Сегодня моя личная стилистка вырядилась в спортивный костюм с отвисшими коленками и дополнила облик оранжевым гребнем на голове, крайне несочетаемым с сережками в виде фиолетовых колец, достающими до плечей девицы. От её невообразимого вида у меня скоро набьется оскомина.
Согласно требованию училки политеса следовало не только дефилировать по комнате, но и комментировать свои действия вслух: как иду, когда поворачиваюсь, кому улыбаюсь.
— Пей средства для улучшения памяти, — сказала она сердито, выслушав невнятный рассказ о поведении на зеленой дорожке, сопровождаемый неровным цоканьем. — Зачем стараться, если заранее видно провал?

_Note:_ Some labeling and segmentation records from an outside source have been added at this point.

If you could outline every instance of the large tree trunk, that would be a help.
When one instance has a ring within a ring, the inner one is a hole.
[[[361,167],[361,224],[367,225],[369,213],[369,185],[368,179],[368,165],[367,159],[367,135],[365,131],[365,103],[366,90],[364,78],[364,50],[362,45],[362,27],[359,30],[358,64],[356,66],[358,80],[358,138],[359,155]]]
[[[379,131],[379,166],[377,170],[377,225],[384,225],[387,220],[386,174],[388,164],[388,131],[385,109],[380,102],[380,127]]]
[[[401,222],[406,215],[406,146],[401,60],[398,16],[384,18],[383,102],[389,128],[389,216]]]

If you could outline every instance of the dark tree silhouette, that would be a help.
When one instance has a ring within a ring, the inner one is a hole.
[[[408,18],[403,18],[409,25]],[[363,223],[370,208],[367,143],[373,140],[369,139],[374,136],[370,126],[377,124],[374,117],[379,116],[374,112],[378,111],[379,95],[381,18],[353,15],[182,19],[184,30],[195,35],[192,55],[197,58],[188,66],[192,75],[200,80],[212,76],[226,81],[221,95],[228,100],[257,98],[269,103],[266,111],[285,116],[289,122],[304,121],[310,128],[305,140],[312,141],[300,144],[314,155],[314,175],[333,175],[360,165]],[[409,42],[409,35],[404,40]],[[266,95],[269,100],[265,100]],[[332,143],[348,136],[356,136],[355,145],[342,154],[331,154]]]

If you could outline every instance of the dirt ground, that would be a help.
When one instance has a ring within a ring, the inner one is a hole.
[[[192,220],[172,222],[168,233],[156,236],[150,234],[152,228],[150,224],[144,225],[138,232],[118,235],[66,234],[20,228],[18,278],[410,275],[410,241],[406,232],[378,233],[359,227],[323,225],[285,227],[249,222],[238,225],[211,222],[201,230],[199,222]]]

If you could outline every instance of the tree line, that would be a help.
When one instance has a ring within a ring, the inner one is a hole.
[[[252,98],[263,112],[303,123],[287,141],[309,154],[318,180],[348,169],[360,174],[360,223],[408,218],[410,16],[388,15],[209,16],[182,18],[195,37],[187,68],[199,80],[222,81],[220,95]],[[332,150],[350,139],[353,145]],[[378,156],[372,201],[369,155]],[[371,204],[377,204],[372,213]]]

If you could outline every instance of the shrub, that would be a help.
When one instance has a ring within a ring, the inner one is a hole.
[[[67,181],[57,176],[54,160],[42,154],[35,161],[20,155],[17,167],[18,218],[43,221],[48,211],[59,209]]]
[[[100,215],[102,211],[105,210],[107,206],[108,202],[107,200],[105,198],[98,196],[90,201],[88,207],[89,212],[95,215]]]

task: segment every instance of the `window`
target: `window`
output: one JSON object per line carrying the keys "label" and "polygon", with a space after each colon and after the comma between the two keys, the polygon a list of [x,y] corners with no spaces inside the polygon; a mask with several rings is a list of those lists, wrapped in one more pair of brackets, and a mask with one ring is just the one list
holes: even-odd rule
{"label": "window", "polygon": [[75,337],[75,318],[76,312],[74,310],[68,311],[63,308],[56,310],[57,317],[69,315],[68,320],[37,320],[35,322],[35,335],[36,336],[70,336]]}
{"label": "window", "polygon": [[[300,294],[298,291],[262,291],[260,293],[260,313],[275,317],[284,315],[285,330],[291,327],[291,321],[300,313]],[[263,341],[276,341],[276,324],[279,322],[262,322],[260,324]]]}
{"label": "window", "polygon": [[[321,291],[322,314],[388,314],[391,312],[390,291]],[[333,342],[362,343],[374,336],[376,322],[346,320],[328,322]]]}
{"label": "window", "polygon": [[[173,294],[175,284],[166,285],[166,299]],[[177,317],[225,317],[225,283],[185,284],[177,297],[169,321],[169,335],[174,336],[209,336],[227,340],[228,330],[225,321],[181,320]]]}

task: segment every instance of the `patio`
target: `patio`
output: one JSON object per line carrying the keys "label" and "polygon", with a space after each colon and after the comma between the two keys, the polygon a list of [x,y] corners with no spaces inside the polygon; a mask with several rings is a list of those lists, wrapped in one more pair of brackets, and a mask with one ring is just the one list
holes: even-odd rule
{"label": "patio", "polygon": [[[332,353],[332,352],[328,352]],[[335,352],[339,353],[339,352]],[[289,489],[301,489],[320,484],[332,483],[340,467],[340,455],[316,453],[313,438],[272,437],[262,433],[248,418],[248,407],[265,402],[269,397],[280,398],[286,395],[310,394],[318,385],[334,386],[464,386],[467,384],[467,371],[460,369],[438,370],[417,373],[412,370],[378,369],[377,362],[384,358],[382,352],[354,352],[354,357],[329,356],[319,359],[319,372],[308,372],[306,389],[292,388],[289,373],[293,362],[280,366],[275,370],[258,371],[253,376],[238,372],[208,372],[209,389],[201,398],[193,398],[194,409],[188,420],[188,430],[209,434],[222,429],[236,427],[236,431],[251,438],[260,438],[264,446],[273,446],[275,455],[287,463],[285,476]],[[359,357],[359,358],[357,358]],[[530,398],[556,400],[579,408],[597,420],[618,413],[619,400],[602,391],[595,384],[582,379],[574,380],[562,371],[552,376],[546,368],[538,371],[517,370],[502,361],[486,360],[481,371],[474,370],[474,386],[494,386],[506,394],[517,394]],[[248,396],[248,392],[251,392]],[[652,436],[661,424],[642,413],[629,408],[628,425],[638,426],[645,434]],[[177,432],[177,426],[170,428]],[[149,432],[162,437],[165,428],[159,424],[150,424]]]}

— Вивочка, пожалей! — умоляюще сложила руки Аффа, заступаясь. — После экзаменов язык в косу заплетается.
Не только язык, но и душа, — подумала я мрачно, взглянув мельком на часы. Половина седьмого и темень за окном. И почему одна балда порвала карточку, не запомнив адрес? Надо же быть такой недалёкой! Хоть сейчас беги и склеивай.
— Хорошо, — согласилась недовольно стилистка, будто не толклась утром перед экзаменационными дверями, и взмахнула рукой с малиновыми ногтями-саблями: — Продолжай.
И туфли понесли меня по комнате.
— Я тут подумала, — сказала девица Аффе, наблюдая критично за ковыляниями. — Накануне приема стоит принять успокоительное, а то её так и сфотографируют с глазами по сто висоров каждый.
Соседка прыснула.
— Записывай, что ли, — потребовала Вива и продолжила ликбез непросвещенных студенток, рвущихся на прием "Лица года". Я прогуливалась, топоча и слушая, а Аффа фиксировала ценный материал.
— Миновав зеленую дорожку, вы попадете в Большой парадный холл, а через него в Большой торжественный зал. Не бойся, не заблудитесь.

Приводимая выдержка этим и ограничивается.